Hugo ne fait pas l'élision dans ce cas entre [emphase]« vident »[/emphase] et [emphase]« et »[/emphase], sinon, le compte des syllabes serait faux.
La vérité, que ne peut pas voir Syllaber en cette affaire, c'est que tout cela est laissé à la liberté du poète, qui parfois choisit l'élision, parfois choisit le décompte, comme ici :
[citation]
« Vi/dent /et / rem/ plis / sent / leurs / am/pho/res /pen/chées, »[/citation]
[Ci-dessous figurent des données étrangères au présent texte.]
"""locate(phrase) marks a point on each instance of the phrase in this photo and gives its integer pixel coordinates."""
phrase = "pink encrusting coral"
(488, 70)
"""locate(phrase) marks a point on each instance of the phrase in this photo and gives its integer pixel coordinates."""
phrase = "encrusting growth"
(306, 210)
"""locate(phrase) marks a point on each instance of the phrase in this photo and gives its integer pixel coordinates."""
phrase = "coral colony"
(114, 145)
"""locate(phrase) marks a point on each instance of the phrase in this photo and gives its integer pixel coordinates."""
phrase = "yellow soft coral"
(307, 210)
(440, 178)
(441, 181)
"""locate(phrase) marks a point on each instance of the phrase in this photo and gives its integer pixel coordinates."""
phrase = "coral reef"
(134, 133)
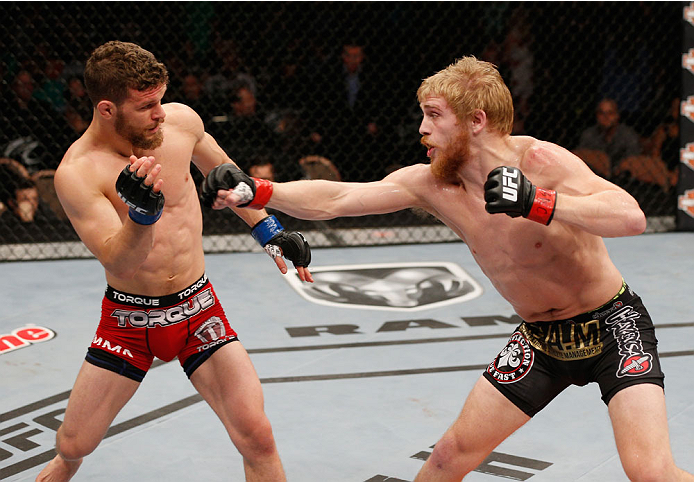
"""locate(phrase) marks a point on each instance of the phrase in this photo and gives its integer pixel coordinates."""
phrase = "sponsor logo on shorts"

Mais saperlipopette [small](il faut m'imaginer en Triphon Tournesol ;))[/small] c'est exactement ce que je veux dire.

Et après les corrections chez Hugo (merci Elendil ! et Sosryko aussi !), je n'ai toujours pas la réponse (ou je ne la vois pas) : les élisions sur les féminins pluriels, c'est au gré du poète ou non ?

Car si l'on doit toujours prononcer les liaisons, nous avons des vers à 15 syllabes :
- v. 45 : [emphase]« Nul ne voit les étoi/le/s, à/ moins de les voir tout d’abord »[/emphase]
- v. 146 : [emphase]« les poè/te/s au/ront leurs têtes surmontée de flammes »[/emphase] [small][édit : erreur de ma part ][/small]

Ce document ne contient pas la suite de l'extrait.